I have to be honest. I have at times had mixed feelings about our MTSU Easter tradition. The community celebration is a production in some ways and I prefer less of a production personally. Part of that preference has to do with how I grew up and was taught to think of anything that was too "prepared" or "polished" as worldly (sinful). That conditioning still affects me at times. But because I work in the church office on a weekly basis, I also know the less visible, behind the scenes preparation of the staff, including everyone going to MTSU and praying over every nook and cranny, for every individual that God will bring on Easter -- that they will find and know Jesus and live transformed lives of following Him.
There will be many in attendance next weekend who are not saved. Easter may be the only day in the whole year when some people even think about going to church. Yeah, they may come to our Easter service to hear good music. But they will also hear the gospel. And a seed may be planted that will be watered in the days and weeks to follow. Last night I really felt a part of something bigger than ourselves; a collective desire to share Jesus with as many people as we can reach in our little community. And the group of worshippers last night are all willing to work in order to see this accomplished.
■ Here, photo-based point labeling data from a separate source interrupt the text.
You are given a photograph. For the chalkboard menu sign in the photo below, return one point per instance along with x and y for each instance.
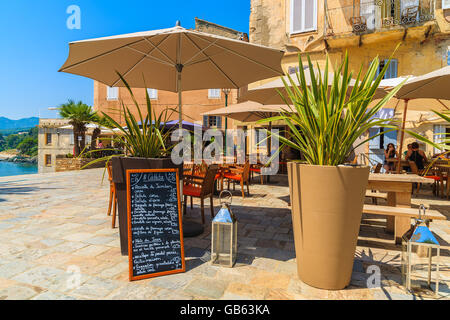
(155, 235)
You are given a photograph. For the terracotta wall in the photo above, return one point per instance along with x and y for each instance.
(194, 103)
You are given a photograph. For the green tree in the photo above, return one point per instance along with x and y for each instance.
(79, 115)
(28, 146)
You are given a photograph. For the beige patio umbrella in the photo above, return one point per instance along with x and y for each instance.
(174, 59)
(248, 111)
(427, 92)
(269, 93)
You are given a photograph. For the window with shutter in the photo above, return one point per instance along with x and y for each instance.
(219, 122)
(438, 136)
(389, 137)
(303, 15)
(112, 93)
(374, 143)
(391, 72)
(153, 94)
(214, 93)
(445, 4)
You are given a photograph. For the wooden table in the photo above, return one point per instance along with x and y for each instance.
(445, 168)
(398, 188)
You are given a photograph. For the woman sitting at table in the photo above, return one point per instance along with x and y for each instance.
(416, 155)
(390, 153)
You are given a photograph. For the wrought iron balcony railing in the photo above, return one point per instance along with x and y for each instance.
(365, 16)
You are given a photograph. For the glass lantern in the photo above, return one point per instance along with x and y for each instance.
(224, 235)
(419, 249)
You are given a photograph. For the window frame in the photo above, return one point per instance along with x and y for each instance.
(48, 163)
(303, 30)
(108, 88)
(152, 90)
(46, 136)
(214, 96)
(383, 63)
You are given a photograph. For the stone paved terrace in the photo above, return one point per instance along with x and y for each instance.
(52, 224)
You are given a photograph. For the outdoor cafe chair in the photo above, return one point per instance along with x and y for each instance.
(240, 174)
(200, 187)
(112, 196)
(438, 179)
(256, 168)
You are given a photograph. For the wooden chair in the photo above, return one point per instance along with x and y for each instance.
(112, 196)
(256, 168)
(438, 180)
(241, 174)
(359, 24)
(200, 187)
(374, 194)
(377, 168)
(409, 15)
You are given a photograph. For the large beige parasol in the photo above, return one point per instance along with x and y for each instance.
(423, 93)
(174, 59)
(269, 93)
(248, 111)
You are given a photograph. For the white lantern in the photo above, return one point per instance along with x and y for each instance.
(420, 257)
(224, 235)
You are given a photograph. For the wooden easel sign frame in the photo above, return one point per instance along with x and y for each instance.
(131, 174)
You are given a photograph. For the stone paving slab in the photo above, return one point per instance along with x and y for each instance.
(56, 242)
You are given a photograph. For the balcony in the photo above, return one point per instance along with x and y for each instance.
(351, 18)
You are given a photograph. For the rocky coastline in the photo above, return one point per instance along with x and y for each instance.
(18, 158)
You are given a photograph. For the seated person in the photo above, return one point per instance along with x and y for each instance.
(417, 155)
(390, 153)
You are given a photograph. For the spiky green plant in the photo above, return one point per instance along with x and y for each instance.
(444, 144)
(145, 137)
(78, 114)
(326, 120)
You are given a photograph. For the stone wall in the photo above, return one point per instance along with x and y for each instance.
(73, 164)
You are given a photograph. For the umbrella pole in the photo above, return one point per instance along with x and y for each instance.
(180, 101)
(402, 136)
(269, 145)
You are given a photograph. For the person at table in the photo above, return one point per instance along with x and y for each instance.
(390, 153)
(417, 155)
(409, 147)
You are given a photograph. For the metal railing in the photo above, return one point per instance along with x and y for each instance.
(365, 16)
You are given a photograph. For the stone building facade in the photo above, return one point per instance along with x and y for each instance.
(109, 100)
(362, 28)
(52, 142)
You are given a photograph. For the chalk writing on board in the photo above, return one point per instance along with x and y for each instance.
(156, 245)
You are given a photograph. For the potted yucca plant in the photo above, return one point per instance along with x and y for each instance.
(145, 142)
(325, 119)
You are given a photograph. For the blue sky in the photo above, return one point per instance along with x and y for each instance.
(35, 41)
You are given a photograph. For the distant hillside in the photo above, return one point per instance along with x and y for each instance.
(6, 124)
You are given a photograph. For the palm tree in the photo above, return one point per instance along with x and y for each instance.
(79, 115)
(100, 121)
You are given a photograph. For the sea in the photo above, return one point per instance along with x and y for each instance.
(15, 168)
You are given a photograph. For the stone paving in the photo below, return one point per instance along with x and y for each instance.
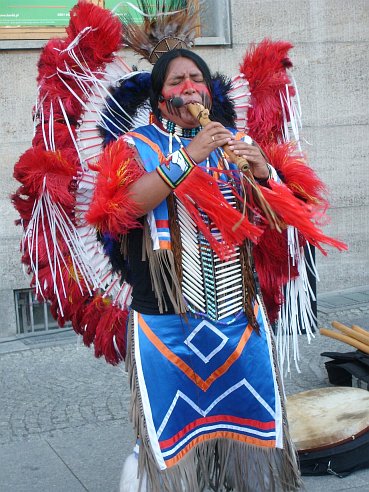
(64, 423)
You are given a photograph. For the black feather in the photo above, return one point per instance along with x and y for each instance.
(222, 109)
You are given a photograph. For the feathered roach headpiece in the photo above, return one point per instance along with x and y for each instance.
(166, 25)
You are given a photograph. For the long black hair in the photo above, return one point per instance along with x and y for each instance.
(222, 109)
(159, 73)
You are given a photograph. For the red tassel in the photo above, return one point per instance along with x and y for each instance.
(105, 37)
(274, 268)
(40, 170)
(298, 214)
(200, 192)
(112, 209)
(91, 318)
(264, 66)
(111, 327)
(297, 175)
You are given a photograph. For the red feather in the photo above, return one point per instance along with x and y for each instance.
(264, 66)
(274, 268)
(200, 192)
(295, 212)
(39, 170)
(111, 327)
(112, 208)
(99, 44)
(297, 175)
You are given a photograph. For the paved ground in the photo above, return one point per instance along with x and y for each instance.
(64, 422)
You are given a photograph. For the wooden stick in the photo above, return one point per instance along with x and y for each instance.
(360, 330)
(351, 333)
(202, 114)
(343, 338)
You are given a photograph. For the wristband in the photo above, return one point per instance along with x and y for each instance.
(176, 168)
(265, 180)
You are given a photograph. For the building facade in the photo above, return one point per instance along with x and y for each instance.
(330, 57)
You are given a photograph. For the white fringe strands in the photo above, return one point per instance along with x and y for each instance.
(240, 96)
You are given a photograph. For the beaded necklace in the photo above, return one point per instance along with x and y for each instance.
(177, 130)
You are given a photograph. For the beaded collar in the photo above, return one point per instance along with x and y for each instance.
(177, 130)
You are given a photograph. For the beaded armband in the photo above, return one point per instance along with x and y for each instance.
(176, 168)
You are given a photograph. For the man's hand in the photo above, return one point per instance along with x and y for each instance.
(254, 157)
(208, 139)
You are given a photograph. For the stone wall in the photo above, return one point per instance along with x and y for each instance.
(331, 59)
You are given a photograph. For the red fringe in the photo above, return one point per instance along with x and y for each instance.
(274, 268)
(112, 326)
(298, 214)
(105, 38)
(112, 209)
(264, 66)
(200, 192)
(297, 175)
(40, 170)
(103, 322)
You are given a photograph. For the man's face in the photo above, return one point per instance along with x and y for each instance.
(184, 79)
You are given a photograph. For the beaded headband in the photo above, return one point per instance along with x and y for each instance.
(165, 26)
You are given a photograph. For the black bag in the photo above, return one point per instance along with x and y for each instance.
(348, 367)
(340, 460)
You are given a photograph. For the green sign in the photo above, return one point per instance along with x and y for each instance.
(46, 13)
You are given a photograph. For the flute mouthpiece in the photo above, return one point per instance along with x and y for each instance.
(177, 102)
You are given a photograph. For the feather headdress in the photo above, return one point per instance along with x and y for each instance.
(165, 26)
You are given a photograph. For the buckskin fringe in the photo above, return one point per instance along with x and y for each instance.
(219, 464)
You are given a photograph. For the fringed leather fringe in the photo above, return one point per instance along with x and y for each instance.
(217, 464)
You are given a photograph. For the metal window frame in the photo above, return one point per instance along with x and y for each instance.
(20, 330)
(33, 38)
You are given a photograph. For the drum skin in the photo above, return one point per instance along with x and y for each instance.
(327, 417)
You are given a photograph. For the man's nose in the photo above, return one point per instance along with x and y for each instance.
(188, 87)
From time to time, our pastor says, "The dirty little secret about ministry is that, a lot of times, it feels like work." We turn locker rooms into nurseries. We leave MTSU cleaner than it is at any other time of the year. We move our entire campus over, from cribs to sound equipment, to MTSU and back. That takes a lot of work and a lot of workers. Allen always emphasizes that the ministry of Easter is much more about our individual efforts to minister than it will ever be about his sermon.
I told John as we were leaving that, even though I at times have my little "issues" about certain things (which he totally attributes to the odd spiritual environment I grew up in), I love our church and I know God placed me there. One of the signs (to me) that our growth is God's doing is that we are not growing more shallow in our faith as we get larger. And it's not becoming all about us. It's all about sharing what we have and finding ways to help others know Jesus -- even if it involves a lot of hard work. I felt that desire coming from so many hearts in worship last night.
I looked over at Dr. Jackson and Miss Betty last night and wondered what it must feel like for them to see what God has done with this congregation that started out as 25 people in a home Bible study-fellowship 27 or 28 years ago. Allen (their son) loves to tell the story about how embarrassed he was when they told him they were going to name the little church of thirty people "World Outreach Church." But they had big faith in God and they did not limit Him. God has blessed their efforts and I'm thankful this church was here for me when I needed a safe place to land.
I could never feel comfortable in a church where the true gospel was not preached. I don't want to hear humanistic sermons meant to make me feel good about myself. I want to be challenged to live a life of obedience, which is the evidence of my faith. I'm thankful to be a part of a church that is experiencing such growth, both numerically and spiritually. But I'm most thankful that the numeric growth is not the result of a watered down gospel.